We spent some time in the chapel ...
... and the gift shop. Since the Loretto Chapel is no longer an active church but rather a museum, it has a gift shop. They carry merchandise directly related to the "miraculous staircase" and chapel, and also a line of religious gift items. The selection includes items from many categories, including: religious folk art, angels, religious music, books, pamphlets, postcards, rosaries, crucifixes, crosses, icons, retablos, sacred art, holy cards, santos, statuary, note cards, candles, prayer books, clerical stoles, novelty items and gifts for any religious occasion. While there, a display of very interesting jewelry caught my eye. BicoAustralia is the name and they sell a line of amazing pendants (and other items). Ava, Tricia, and Michelle wondered over to the display and also got completely sucked in. I chose to start Ava's collection with this pendant and a braided 16" black 4mm PVC choker.

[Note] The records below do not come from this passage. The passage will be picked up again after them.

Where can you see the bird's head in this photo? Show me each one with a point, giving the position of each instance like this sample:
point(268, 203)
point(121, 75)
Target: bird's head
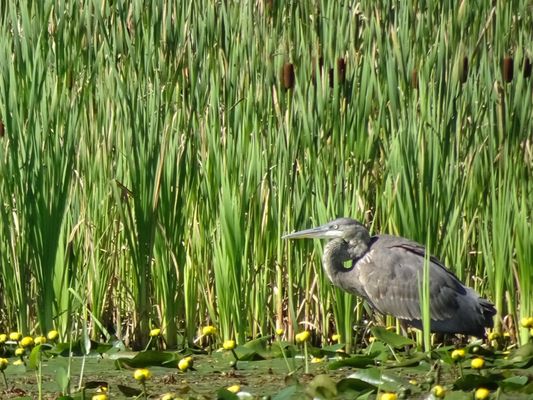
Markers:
point(341, 228)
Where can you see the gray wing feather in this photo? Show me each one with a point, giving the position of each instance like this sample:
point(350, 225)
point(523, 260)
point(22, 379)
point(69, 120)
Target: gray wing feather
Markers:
point(391, 275)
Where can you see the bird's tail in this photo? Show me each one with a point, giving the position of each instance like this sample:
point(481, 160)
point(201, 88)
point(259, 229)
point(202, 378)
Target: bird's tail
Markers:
point(488, 312)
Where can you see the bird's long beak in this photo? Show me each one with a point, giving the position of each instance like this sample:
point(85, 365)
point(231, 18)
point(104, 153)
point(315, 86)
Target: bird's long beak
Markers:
point(320, 232)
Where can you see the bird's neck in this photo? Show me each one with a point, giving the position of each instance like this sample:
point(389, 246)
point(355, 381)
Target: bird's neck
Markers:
point(337, 252)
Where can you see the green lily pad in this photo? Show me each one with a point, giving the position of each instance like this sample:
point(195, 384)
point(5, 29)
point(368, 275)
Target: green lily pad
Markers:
point(391, 338)
point(473, 381)
point(129, 391)
point(352, 384)
point(149, 358)
point(357, 361)
point(225, 394)
point(376, 377)
point(407, 361)
point(289, 393)
point(322, 387)
point(513, 383)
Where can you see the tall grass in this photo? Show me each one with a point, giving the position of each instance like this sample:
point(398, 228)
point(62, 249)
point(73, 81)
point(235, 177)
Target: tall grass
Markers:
point(152, 157)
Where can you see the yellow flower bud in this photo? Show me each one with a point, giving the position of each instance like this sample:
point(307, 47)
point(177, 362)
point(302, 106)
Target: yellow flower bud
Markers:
point(142, 374)
point(302, 337)
point(234, 388)
point(229, 344)
point(155, 332)
point(477, 363)
point(209, 330)
point(40, 340)
point(482, 394)
point(184, 364)
point(527, 322)
point(27, 341)
point(438, 391)
point(458, 354)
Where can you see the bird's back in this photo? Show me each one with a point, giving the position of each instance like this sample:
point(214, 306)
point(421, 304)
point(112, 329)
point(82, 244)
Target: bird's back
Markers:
point(390, 277)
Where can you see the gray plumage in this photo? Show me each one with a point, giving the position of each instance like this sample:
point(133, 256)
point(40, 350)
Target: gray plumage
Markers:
point(386, 271)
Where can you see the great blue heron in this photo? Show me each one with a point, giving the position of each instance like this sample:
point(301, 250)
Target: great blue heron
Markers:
point(387, 271)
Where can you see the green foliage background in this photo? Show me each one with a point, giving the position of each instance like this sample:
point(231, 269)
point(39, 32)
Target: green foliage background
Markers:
point(151, 157)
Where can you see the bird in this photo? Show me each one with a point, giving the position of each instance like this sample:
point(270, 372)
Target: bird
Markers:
point(387, 271)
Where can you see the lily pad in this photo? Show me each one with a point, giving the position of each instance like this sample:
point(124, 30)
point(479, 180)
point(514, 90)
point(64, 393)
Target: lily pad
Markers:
point(149, 358)
point(472, 381)
point(391, 338)
point(376, 377)
point(357, 361)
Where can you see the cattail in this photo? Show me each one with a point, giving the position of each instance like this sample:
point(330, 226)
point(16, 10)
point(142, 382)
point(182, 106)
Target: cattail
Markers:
point(527, 68)
point(320, 64)
point(341, 70)
point(507, 69)
point(287, 76)
point(463, 70)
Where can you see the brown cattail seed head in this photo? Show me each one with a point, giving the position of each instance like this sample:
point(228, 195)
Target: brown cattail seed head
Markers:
point(507, 69)
point(527, 68)
point(317, 63)
point(463, 70)
point(287, 76)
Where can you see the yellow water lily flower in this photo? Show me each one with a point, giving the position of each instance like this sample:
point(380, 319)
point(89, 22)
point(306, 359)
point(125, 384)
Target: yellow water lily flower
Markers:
point(477, 363)
point(52, 335)
point(185, 363)
point(27, 341)
point(228, 344)
point(482, 394)
point(155, 332)
point(209, 330)
point(438, 391)
point(302, 337)
point(527, 322)
point(142, 374)
point(40, 340)
point(458, 354)
point(234, 388)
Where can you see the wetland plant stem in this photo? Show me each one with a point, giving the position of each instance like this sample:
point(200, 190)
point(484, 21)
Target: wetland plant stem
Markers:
point(306, 358)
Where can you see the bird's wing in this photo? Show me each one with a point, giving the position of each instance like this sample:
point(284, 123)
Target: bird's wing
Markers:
point(391, 277)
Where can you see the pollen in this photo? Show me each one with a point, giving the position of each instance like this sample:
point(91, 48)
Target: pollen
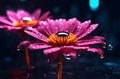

Purity, Beauty, Simplicity
Now everyone was ready for lunch. I used Yelp and Scout for suggestions. We got a couple recommendations from the locals. All this led us to the San Francisco Street Bar & Grill located just off the Plaza on the corner of San Francisco St. and Don Gaspar Ave. The restaurant is on the second level. There we enjoyed a refreshing lunch.
After lunch, we wandered around the Plaza for a bit.
Ava felt she needed to befriend all the animals.
By then, it was time to remind everyone that today was a travel day and we still had about 170 miles to go. Back in the truck, we got out of Old Santa Fe and onto I-25 north without incident.
Today was Ava's first experience seeing the landscape of our western states. I realized that she had never seen real mountains before. I was glad to be a part of that and I hope she gets to see many more.
Tonight we would spend our last night in New Mexico, sleeping in Raton. We got to Raton and into our campsite by 5:45 PM. Tricia and Ava enjoyed watching our parking and setup routine. They were particularly interested in seeing where they were going to sleep because there was no visible indication where and how we could create a second bed in the Cougar.
The campground owner gave us a discount coupon for K-Bob's Steakhouse. Michelle and I had not had a steak in some time and K-Bob's was close by so that was the choice for dinner. The food was good, the place was clean, and the ambiance was relaxed western.
After dinner, we stopped at a Dairy Queen for dessert. It was Friday night in a small western town and DQ was the place where all the local kids gathered before heading to the high school football game. Boots, jeans, plaid shirts, western hats, and a truck – just what every young man should have. We had fun people watching. ("My just lub it")
Today was a good day and we were all tired. Tomorrow we hit Colorado.